The assistant may use stored memory to personalize recommendations.

Memory systems may store:

| Memory type | Example |
|---|---|
| User preferences | Favorite languages |
| Past conversations | Dialogue history |
| Documents | Uploaded files |
| Tool outputs | Previous searches |

Memory retrieval must balance usefulness, privacy, and correctness.

### Hallucinations in Dialogue

Generative dialogue systems may produce fluent but false statements.

Example:

```text id="fwn6tr"
PyTorch was released in 2008.
```

The statement is grammatically correct but factually wrong.

Hallucinations arise because language models optimize next-token prediction, not truth verification.

Methods to reduce hallucinations include:

| Method | Description |
|---|---|
| Retrieval augmentation | Use external evidence |
| Citation generation | Provide sources |
| Verification models | Check factual consistency |
| Tool use | Query trusted systems |
| Abstention | Refuse uncertain answers |

No current method eliminates hallucinations completely.

### Multi-Agent Systems

Some conversational architectures use multiple interacting agents.

Example pipeline:

```text id="xjl2s9"
planner agent
-> retrieval agent
-> coding agent
-> critic agent
-> final response
```

Different agents specialize in different tasks.

Examples:

| Agent | Role |
|---|---|
| Planner | Break tasks into steps |
| Retriever | Gather information |
| Coder | Write programs |
| Critic | Evaluate outputs |
| Memory manager | Retrieve relevant context |

Multi-agent systems may improve decomposition and reliability but increase orchestration complexity.

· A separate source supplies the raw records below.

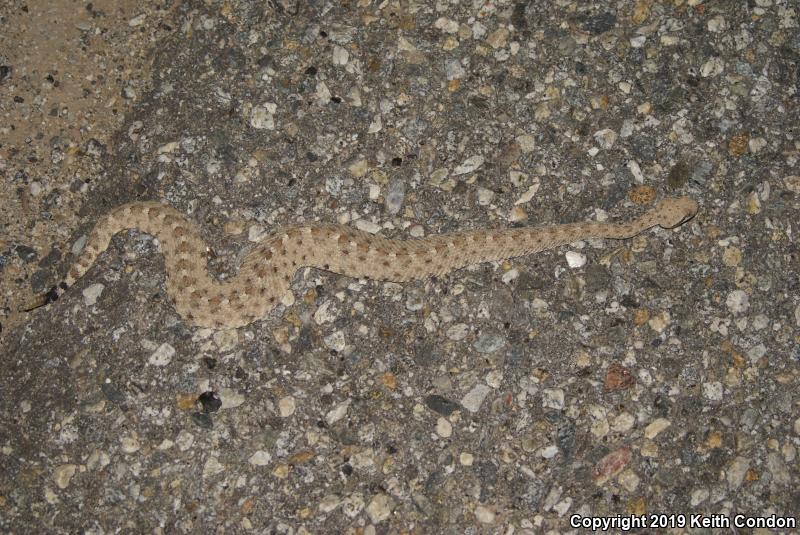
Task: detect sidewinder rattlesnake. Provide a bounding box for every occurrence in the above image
[25,197,697,329]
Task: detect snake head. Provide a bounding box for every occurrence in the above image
[656,197,697,228]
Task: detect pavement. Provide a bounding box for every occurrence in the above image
[0,0,800,535]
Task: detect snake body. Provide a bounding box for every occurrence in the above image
[27,197,697,329]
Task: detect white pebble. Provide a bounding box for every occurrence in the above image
[475,505,495,524]
[594,128,617,149]
[333,45,350,65]
[461,384,491,412]
[453,155,484,176]
[53,464,78,489]
[564,251,586,269]
[433,17,458,33]
[445,323,469,342]
[542,388,564,411]
[478,188,494,206]
[250,102,277,130]
[703,381,723,401]
[278,396,295,418]
[367,494,394,524]
[324,331,345,351]
[325,399,351,425]
[436,416,453,438]
[83,282,105,307]
[147,342,175,366]
[247,450,272,466]
[725,290,750,314]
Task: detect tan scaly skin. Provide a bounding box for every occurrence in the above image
[25,197,697,329]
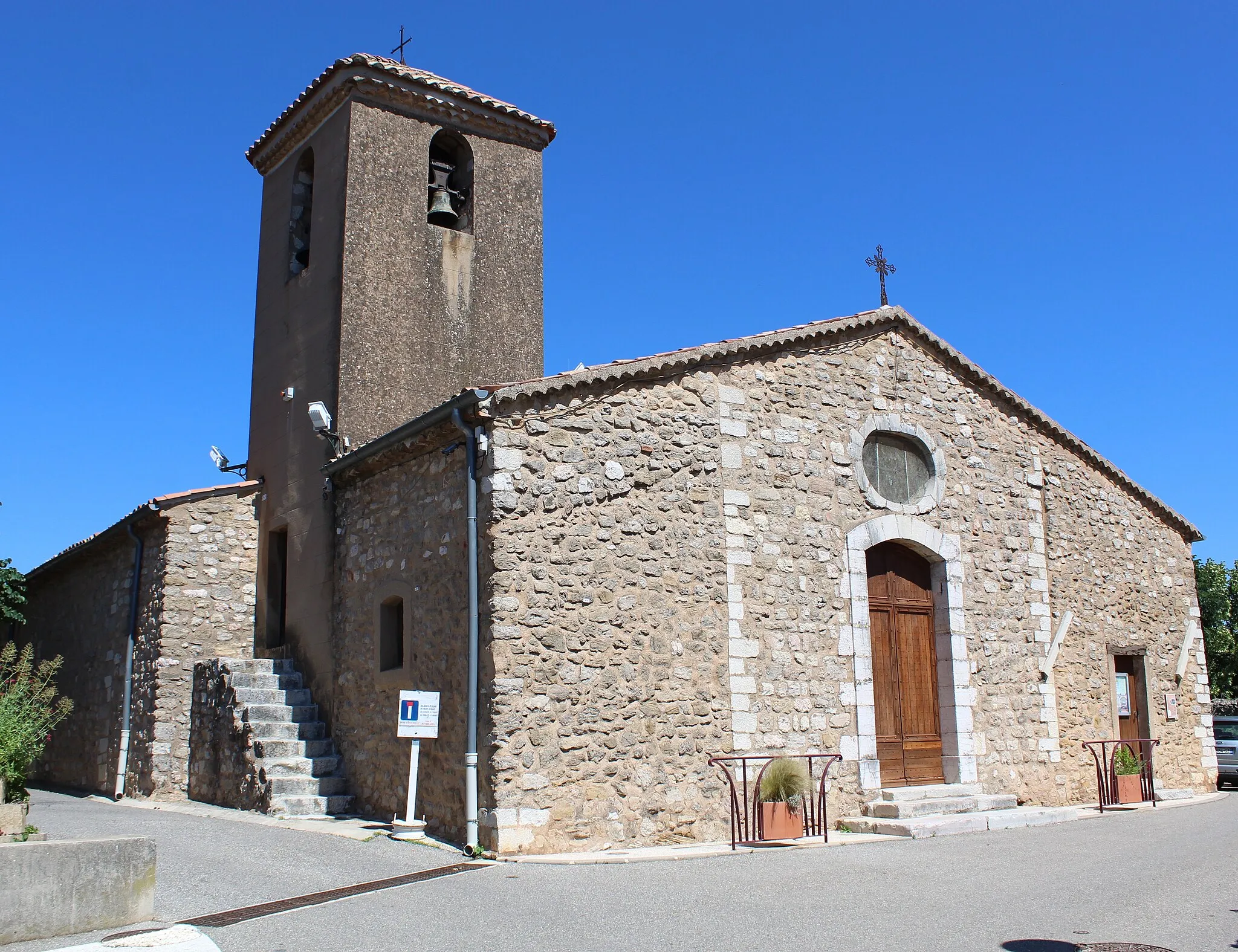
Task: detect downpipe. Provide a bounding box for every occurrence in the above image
[115,522,144,800]
[452,410,482,856]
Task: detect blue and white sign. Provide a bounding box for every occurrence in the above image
[396,691,438,738]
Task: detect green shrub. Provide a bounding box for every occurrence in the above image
[0,641,73,800]
[762,756,812,809]
[1113,745,1144,776]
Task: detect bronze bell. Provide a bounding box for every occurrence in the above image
[426,162,461,228]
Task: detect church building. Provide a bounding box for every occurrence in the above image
[19,54,1216,853]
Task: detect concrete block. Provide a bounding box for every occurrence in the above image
[0,803,30,835]
[0,837,155,945]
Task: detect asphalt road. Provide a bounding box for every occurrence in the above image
[11,795,1238,952]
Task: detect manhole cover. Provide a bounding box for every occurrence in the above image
[1076,942,1174,952]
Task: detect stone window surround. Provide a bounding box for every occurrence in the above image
[847,413,946,515]
[838,512,977,790]
[372,581,412,687]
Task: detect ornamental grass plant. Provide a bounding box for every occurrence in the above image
[0,641,73,800]
[762,756,812,811]
[1113,745,1144,776]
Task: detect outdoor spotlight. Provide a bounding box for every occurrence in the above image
[210,445,249,479]
[310,400,331,435]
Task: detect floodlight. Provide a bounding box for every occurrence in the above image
[310,400,331,433]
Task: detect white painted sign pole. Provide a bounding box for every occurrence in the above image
[391,691,438,840]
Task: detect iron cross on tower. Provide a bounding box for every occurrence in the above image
[864,245,896,307]
[391,24,412,66]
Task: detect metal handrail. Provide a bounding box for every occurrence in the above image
[710,754,843,849]
[1083,737,1160,814]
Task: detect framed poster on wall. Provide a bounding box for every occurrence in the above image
[1114,671,1130,717]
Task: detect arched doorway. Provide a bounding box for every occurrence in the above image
[868,542,946,788]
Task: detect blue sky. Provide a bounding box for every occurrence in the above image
[0,0,1238,569]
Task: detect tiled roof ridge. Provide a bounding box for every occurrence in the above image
[245,53,555,173]
[484,306,1204,542]
[25,479,262,580]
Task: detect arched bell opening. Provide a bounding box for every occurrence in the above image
[426,129,473,234]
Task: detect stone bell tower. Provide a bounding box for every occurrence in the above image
[247,53,555,718]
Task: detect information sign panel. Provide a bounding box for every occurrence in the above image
[396,691,438,738]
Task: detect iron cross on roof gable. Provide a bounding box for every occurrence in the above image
[864,245,898,307]
[391,24,412,66]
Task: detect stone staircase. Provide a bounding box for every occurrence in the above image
[228,658,353,817]
[840,783,1078,840]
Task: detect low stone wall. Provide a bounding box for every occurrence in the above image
[188,658,271,812]
[0,837,155,945]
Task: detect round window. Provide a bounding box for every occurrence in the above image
[864,430,932,505]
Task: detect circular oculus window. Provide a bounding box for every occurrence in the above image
[863,430,933,505]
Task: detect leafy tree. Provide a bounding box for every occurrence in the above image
[1194,559,1238,698]
[0,559,26,625]
[0,641,73,800]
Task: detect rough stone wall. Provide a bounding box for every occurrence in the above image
[18,517,164,796]
[483,377,730,852]
[332,425,470,842]
[187,658,271,814]
[1043,444,1217,801]
[487,333,1208,852]
[143,495,258,800]
[19,495,258,800]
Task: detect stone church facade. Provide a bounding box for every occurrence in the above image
[334,308,1216,852]
[17,54,1216,853]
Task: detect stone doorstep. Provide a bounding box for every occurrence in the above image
[864,794,1019,820]
[840,807,1080,840]
[881,783,984,801]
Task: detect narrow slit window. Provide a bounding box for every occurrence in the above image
[379,598,404,671]
[266,529,288,647]
[288,149,313,277]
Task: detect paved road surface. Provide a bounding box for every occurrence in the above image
[11,796,1238,952]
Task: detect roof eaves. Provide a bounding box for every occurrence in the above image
[245,53,555,175]
[26,479,262,580]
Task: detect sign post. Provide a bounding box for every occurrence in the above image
[391,691,438,840]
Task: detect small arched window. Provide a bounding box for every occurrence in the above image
[288,149,313,277]
[426,129,473,234]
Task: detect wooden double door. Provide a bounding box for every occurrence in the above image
[868,542,946,788]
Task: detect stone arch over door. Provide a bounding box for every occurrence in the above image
[838,515,977,789]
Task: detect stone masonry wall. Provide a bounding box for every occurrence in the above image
[19,495,256,800]
[18,517,164,796]
[332,425,468,842]
[487,322,1210,852]
[144,495,258,800]
[187,658,271,814]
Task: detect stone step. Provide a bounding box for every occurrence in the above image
[261,756,339,776]
[266,774,348,800]
[241,704,318,723]
[270,796,353,817]
[864,794,1019,820]
[234,687,312,707]
[254,737,335,760]
[247,711,327,740]
[881,783,984,800]
[841,807,1078,840]
[230,671,302,691]
[228,658,296,675]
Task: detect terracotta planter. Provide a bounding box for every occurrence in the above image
[762,803,803,840]
[1118,774,1144,803]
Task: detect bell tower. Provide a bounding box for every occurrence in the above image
[247,53,555,703]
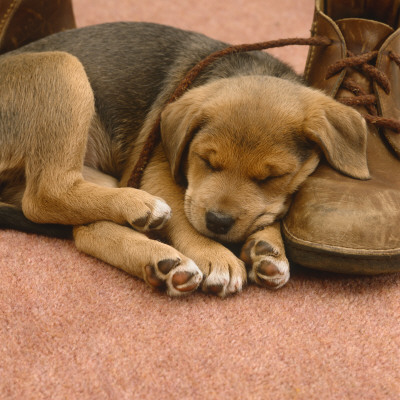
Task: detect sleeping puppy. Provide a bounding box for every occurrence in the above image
[0,23,369,296]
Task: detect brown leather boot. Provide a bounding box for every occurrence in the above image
[0,0,75,54]
[282,0,400,274]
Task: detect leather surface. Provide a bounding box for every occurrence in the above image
[282,2,400,274]
[0,0,75,54]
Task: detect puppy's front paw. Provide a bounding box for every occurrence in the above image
[196,250,247,297]
[132,197,171,232]
[121,188,171,232]
[240,239,290,289]
[143,257,203,296]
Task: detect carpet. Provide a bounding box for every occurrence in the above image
[0,0,400,400]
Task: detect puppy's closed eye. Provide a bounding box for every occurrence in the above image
[252,172,290,186]
[196,154,222,172]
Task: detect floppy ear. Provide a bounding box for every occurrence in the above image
[303,89,370,179]
[160,88,205,182]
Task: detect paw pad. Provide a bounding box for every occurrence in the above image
[144,265,165,290]
[157,258,181,275]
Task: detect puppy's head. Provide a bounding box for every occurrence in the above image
[161,76,369,242]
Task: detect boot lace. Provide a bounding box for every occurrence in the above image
[127,36,400,188]
[326,51,400,133]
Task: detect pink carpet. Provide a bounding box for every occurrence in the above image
[0,0,400,400]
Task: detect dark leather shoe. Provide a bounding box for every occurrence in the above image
[282,0,400,274]
[0,0,75,54]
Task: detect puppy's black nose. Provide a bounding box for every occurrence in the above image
[206,211,235,235]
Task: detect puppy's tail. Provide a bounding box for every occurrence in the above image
[0,203,72,239]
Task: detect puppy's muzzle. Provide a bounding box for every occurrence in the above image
[206,211,235,235]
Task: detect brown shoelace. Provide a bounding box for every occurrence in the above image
[127,36,400,188]
[326,51,400,133]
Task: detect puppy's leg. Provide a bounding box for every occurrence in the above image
[240,222,290,289]
[74,221,203,296]
[142,149,247,297]
[0,52,170,230]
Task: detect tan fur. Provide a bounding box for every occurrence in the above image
[0,52,369,296]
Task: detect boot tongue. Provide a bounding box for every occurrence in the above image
[336,18,394,55]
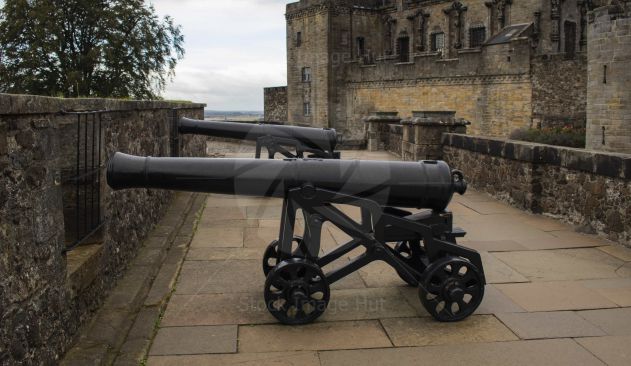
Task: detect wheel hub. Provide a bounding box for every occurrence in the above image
[264,258,330,325]
[419,257,484,322]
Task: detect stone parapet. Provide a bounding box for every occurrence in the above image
[0,94,206,365]
[443,134,631,246]
[363,112,401,151]
[401,112,470,161]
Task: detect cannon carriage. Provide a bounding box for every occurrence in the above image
[107,153,486,324]
[178,118,340,159]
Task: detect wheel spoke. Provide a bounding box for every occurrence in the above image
[309,281,327,294]
[456,299,469,313]
[271,276,288,290]
[461,269,478,284]
[464,285,480,298]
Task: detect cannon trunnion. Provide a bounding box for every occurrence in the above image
[107,153,486,324]
[178,118,340,159]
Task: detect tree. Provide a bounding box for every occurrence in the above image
[0,0,184,99]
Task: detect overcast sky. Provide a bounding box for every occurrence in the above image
[150,0,292,111]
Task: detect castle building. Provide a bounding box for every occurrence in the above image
[265,0,600,144]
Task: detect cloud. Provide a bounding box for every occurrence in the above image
[151,0,291,110]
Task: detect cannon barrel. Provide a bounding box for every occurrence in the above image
[107,153,467,211]
[178,118,337,151]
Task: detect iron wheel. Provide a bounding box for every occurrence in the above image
[419,257,484,322]
[264,258,331,325]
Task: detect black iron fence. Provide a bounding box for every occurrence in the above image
[62,111,104,251]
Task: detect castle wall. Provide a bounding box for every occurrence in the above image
[276,0,586,145]
[287,2,335,127]
[532,53,587,128]
[587,5,631,153]
[0,94,206,365]
[347,76,532,137]
[263,86,287,122]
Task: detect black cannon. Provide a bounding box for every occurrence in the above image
[107,153,486,324]
[178,118,340,159]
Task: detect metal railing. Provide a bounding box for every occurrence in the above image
[62,111,105,252]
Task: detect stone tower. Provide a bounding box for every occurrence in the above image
[587,0,631,153]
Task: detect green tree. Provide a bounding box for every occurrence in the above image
[0,0,184,99]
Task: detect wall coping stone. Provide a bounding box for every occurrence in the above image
[0,93,206,115]
[401,117,471,126]
[362,116,401,123]
[442,133,631,180]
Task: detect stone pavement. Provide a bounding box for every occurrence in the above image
[71,152,631,366]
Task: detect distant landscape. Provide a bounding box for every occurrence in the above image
[204,110,263,121]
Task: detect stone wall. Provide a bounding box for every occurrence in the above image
[264,86,287,123]
[274,0,597,146]
[443,134,631,246]
[0,94,205,365]
[587,1,631,153]
[532,53,587,128]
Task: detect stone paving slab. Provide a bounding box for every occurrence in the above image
[319,339,604,366]
[239,320,392,353]
[494,248,624,281]
[454,214,558,243]
[598,245,631,262]
[149,325,237,356]
[186,248,263,260]
[480,252,528,283]
[176,260,265,294]
[458,237,528,252]
[496,281,617,312]
[581,278,631,307]
[191,227,245,248]
[147,352,320,366]
[576,336,631,366]
[578,308,631,336]
[497,311,606,339]
[320,288,416,321]
[162,291,276,326]
[381,315,519,347]
[357,261,407,287]
[114,306,160,366]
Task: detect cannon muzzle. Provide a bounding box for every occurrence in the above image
[178,118,338,152]
[107,153,466,211]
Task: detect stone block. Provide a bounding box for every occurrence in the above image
[495,281,616,310]
[148,352,320,366]
[149,325,237,356]
[578,308,631,336]
[594,154,622,178]
[239,320,392,353]
[177,260,265,294]
[494,248,623,281]
[576,336,631,366]
[381,315,518,347]
[319,339,602,366]
[0,124,8,155]
[497,311,605,339]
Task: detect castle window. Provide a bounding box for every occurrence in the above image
[356,37,366,57]
[340,31,350,46]
[302,67,311,83]
[469,27,486,48]
[431,32,445,52]
[302,102,311,117]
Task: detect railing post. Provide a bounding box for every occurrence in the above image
[363,112,401,151]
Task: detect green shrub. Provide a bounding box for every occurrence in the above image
[510,126,585,148]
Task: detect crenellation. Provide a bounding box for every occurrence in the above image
[266,0,596,145]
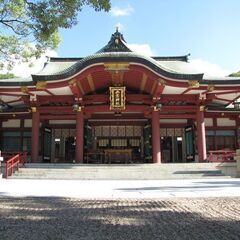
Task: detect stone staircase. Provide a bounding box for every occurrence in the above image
[7,163,232,180]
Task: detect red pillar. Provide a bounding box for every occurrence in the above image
[75,111,84,163]
[197,110,207,162]
[152,111,161,163]
[31,108,40,162]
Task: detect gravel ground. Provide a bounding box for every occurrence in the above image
[0,197,240,240]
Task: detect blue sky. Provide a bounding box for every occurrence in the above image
[57,0,240,71]
[0,0,240,77]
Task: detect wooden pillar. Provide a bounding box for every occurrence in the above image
[197,107,207,162]
[152,111,161,163]
[75,111,84,163]
[236,117,240,149]
[31,107,40,162]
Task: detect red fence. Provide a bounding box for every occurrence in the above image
[208,150,236,162]
[2,152,27,178]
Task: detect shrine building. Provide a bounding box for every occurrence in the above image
[0,30,240,163]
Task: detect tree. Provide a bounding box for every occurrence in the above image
[0,0,111,67]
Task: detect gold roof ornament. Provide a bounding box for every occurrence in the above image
[208,84,215,92]
[36,81,47,90]
[188,80,199,88]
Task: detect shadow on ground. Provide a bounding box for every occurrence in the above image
[115,181,240,192]
[0,197,240,240]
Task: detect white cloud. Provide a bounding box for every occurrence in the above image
[110,5,134,17]
[128,43,154,56]
[0,50,57,78]
[189,59,232,77]
[115,22,125,32]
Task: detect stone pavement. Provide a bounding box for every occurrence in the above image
[0,178,240,199]
[0,197,240,240]
[0,179,240,240]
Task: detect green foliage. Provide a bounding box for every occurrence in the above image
[0,73,15,79]
[229,71,240,77]
[0,0,111,68]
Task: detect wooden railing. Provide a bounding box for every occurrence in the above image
[3,152,27,178]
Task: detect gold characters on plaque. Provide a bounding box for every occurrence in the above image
[109,87,126,110]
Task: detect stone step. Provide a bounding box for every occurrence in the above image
[8,163,230,180]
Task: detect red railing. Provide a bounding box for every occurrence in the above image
[5,152,27,178]
[208,150,236,162]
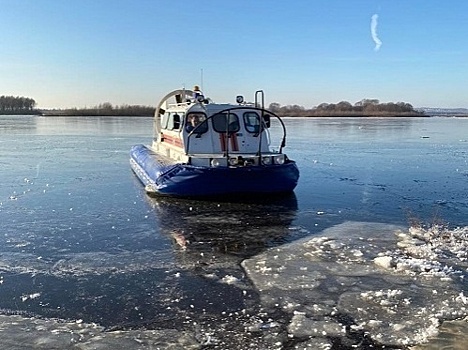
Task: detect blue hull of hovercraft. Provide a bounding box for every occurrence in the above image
[130,145,299,197]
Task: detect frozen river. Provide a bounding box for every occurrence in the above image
[0,116,468,350]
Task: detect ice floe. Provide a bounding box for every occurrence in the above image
[0,315,200,350]
[242,222,468,346]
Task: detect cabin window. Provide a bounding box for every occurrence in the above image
[161,112,171,129]
[244,112,260,134]
[212,112,240,133]
[185,113,208,134]
[161,112,184,130]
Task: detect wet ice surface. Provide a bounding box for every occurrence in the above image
[0,117,468,349]
[242,222,468,346]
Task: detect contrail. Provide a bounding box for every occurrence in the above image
[371,14,382,51]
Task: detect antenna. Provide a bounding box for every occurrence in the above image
[200,68,205,91]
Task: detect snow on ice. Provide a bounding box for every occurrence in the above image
[242,222,468,346]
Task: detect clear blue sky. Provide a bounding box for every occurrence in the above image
[0,0,468,108]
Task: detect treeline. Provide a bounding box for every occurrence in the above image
[269,99,424,117]
[43,102,155,117]
[0,95,38,114]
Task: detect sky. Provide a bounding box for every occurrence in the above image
[0,0,468,108]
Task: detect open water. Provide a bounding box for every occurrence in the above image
[0,116,468,349]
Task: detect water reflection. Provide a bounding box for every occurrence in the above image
[147,193,297,261]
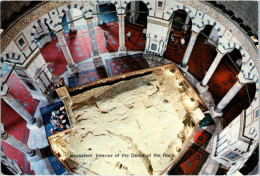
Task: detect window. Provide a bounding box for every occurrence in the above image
[151,43,157,51]
[23,80,36,91]
[157,1,163,8]
[15,69,28,78]
[155,1,165,10]
[224,152,240,160]
[18,38,25,47]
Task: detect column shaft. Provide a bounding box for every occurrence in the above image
[1,132,35,156]
[86,18,99,56]
[181,31,198,67]
[67,10,77,32]
[117,14,126,51]
[96,5,103,25]
[3,92,35,124]
[56,30,75,67]
[201,51,224,86]
[215,81,244,112]
[183,14,190,33]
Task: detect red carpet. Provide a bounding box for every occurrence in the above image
[1,74,38,174]
[169,144,209,175]
[41,22,145,75]
[193,129,212,148]
[106,53,149,76]
[165,31,256,127]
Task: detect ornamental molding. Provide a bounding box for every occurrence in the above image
[1,1,70,52]
[182,1,258,68]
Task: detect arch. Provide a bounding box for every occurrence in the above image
[165,5,195,21]
[31,18,60,43]
[1,52,21,63]
[195,20,225,45]
[54,2,91,31]
[114,0,153,14]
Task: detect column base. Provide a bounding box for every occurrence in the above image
[98,19,103,26]
[196,82,209,93]
[92,55,105,68]
[179,65,189,72]
[209,107,223,118]
[27,148,43,162]
[26,118,42,130]
[67,64,79,74]
[118,47,127,57]
[70,28,78,33]
[118,47,126,53]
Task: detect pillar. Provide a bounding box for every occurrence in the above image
[1,84,36,125]
[86,17,104,68]
[130,1,139,23]
[67,10,77,32]
[196,50,225,93]
[96,5,103,25]
[215,80,244,113]
[182,14,190,33]
[117,14,126,52]
[86,17,99,57]
[1,131,35,156]
[56,29,78,73]
[201,51,225,86]
[181,31,198,68]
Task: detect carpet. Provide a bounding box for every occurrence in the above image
[41,146,66,175]
[168,144,209,175]
[1,73,39,175]
[199,113,215,127]
[106,54,149,76]
[68,69,106,88]
[40,21,145,75]
[192,129,212,148]
[1,100,34,175]
[40,101,64,137]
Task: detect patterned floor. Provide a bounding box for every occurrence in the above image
[192,128,212,148]
[165,31,256,127]
[106,54,149,76]
[1,74,39,175]
[169,144,209,175]
[68,69,107,88]
[40,101,65,175]
[41,21,145,75]
[1,11,255,174]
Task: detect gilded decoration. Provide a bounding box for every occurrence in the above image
[1,1,70,52]
[182,1,258,68]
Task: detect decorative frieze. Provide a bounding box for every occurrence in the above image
[1,1,70,52]
[182,1,258,67]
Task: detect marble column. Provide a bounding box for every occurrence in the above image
[96,5,103,25]
[56,29,78,73]
[181,31,198,68]
[201,51,225,87]
[86,17,99,57]
[215,81,244,113]
[1,131,35,156]
[67,10,77,32]
[117,14,126,52]
[86,17,105,68]
[1,84,36,124]
[182,14,190,33]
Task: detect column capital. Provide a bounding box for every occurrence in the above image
[216,48,227,55]
[117,13,126,17]
[191,30,199,37]
[1,83,9,98]
[54,29,64,37]
[237,72,254,84]
[1,131,8,141]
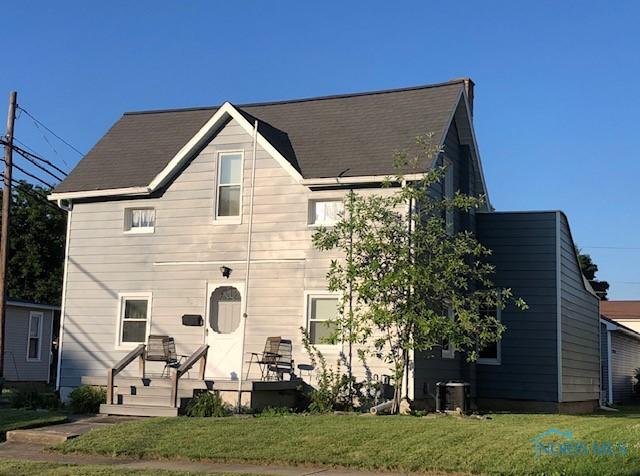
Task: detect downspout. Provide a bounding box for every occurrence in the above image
[51,200,73,391]
[236,119,258,413]
[607,329,613,404]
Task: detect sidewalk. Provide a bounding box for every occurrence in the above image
[0,441,450,476]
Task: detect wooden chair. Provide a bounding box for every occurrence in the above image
[247,336,293,380]
[144,335,185,377]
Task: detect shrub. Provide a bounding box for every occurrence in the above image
[10,386,62,410]
[300,328,353,413]
[69,385,107,414]
[186,392,231,417]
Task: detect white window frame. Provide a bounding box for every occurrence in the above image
[442,157,455,235]
[442,306,456,359]
[213,150,244,224]
[307,197,344,228]
[304,290,342,351]
[116,292,153,350]
[124,207,157,235]
[476,306,502,365]
[26,311,44,362]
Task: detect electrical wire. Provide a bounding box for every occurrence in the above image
[17,105,84,157]
[0,139,67,181]
[1,159,53,188]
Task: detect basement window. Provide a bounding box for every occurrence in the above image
[124,208,156,233]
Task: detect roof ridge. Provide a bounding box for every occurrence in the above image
[124,78,466,116]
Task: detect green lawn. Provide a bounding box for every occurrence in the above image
[58,410,640,475]
[0,459,262,476]
[0,408,67,441]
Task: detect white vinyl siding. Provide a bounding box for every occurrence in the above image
[216,152,243,220]
[124,208,156,233]
[27,311,44,360]
[118,293,151,347]
[309,200,344,226]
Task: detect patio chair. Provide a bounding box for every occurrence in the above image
[144,335,186,377]
[247,337,293,380]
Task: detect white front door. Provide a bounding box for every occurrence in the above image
[206,283,243,380]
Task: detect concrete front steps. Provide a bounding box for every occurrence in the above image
[82,376,210,416]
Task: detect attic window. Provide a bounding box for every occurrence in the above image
[124,208,156,233]
[216,152,243,220]
[309,200,344,226]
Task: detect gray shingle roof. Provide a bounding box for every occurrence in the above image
[55,80,463,193]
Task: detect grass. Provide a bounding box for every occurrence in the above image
[0,459,262,476]
[53,409,640,475]
[0,408,67,441]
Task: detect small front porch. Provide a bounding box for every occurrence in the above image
[81,336,304,416]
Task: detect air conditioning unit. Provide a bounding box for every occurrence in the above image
[436,380,471,414]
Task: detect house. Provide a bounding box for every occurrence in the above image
[50,79,600,414]
[600,301,640,332]
[4,299,60,383]
[600,314,640,403]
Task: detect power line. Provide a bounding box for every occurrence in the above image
[2,159,53,188]
[0,173,62,212]
[15,149,63,182]
[18,105,84,157]
[0,139,67,181]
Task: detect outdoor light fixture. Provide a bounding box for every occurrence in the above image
[220,266,231,279]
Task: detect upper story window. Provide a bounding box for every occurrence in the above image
[442,306,456,359]
[478,306,502,365]
[118,293,151,347]
[309,200,344,226]
[124,208,156,233]
[307,292,340,345]
[216,152,243,220]
[442,157,455,235]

### Practical Chat Data Format

Conversational datasets are often represented as message lists.

Example:

```python id="mhmz2x"
messages = [
    {"role": "system", "content": "You are a helpful assistant."},
    {"role": "user", "content": "What is PyTorch?"},
    {"role": "assistant", "content": "PyTorch is a deep learning framework."},
]
```

Tokenization converts these messages into one flattened token sequence with role markers.

Training usually masks loss over user tokens and computes loss only on assistant outputs.

### Summary

Conversational systems model multi-turn dialogue between users and machines. Modern systems are usually transformer-based autoregressive language models conditioned on dialogue history.

Important components include dialogue context management, retrieval, response generation, safety systems, memory, and tool use. Instruction tuning and RLHF help models follow user intent and conversational conventions.

Conversational AI extends beyond pure language modeling into retrieval systems, reasoning systems, planning systems, and external tool orchestration.